А в этом доме некогда находился ресторан Дюме, куда хаживал Пушкин. А вот дом, где жил Гоголь. Тут написаны «Тарас Бульба» и «Ревизор», «Старосветские помещики» и «Миргород». В доме № 13 некогда жили Тургенев и Чайковский.
Незаметно я дошел до лесного института. В канцелярии получил студенческий билет, зачетную книжку и в тот же день снял для себя очень маленькую дешевую комнату на Песочной улице.
Здание института мне понравилось — красивый невысокий дворец в виде замкнутого квадрата с внутренним двором. Вокруг дендрарий — тенистый парк с удивительным разнообразием деревьев и кустарников. Около каждого растения табличка на колышке и название: латинское и русское. Указана страна и район, где такое дерево или кустарник вольно произрастает.
Но помещения самого института наполовину были заняты военным госпиталем. На костылях ковыляли люди, у многих пустые рукава засунуты за пояс, головы в чалме из грязных бинтов. Война втягивала в свою разинутую кровожадную пасть молодых и здоровых парней и мужчин в новеньких шинелях и блестящих портупеях. А если возвращала их, то несчастными калеками, множившими толпы нищих в кабаках и на перекрестках улиц. Вместо с ними ползла молва, удушливая и черная, словно чад. Она проникала в дворы и дома, в одурманенные головы людей, заставляя их шептать страшные слова или оскорблять кого-то затейливой руганью…
— Богамать… Александра Федоровна спит и видит, чтобы мы замирились с немцами — кровь-то одна.
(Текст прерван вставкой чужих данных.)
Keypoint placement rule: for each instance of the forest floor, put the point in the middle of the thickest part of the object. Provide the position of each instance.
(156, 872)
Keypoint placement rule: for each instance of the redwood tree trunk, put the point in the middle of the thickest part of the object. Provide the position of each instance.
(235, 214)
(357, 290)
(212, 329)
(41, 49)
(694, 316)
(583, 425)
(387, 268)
А царь знай меняет министров: Горемыкин, Штюрмер, Трепов, Голицын… А наш брат солдат гибнет. Немец вон удушливые газы пускает, англичанин придумал какую-то новую машину — танком называется, а наши генералы только и знают одно — в штыки!..
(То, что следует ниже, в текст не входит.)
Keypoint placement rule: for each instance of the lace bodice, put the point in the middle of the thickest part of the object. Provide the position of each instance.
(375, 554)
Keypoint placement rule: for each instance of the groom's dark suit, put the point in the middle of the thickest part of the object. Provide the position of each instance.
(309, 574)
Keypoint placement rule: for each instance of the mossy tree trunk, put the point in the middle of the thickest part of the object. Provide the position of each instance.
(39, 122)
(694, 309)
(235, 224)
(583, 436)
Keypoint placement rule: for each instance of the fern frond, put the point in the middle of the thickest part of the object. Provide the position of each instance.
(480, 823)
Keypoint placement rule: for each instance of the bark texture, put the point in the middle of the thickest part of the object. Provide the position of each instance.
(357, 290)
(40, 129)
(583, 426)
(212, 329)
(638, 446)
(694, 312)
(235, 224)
В госпитале я отыскал свою тетку — сестру милосердия, приехавшую с фронта. От нее наслушался всевозможных рассказов об ужасах полевой медицины. Но она была недовольна своим перемещением и ругала врачей, сестер за то, что они тут, в тылу, заботятся только о своем благополучии да романы заводят. Через некоторое время тетка снова уехала на фронт, успев включить меня в группу студентов, добровольно ухаживающих за ранеными. Мы помогали медицинскому персоналу, писали для раненых письма родным.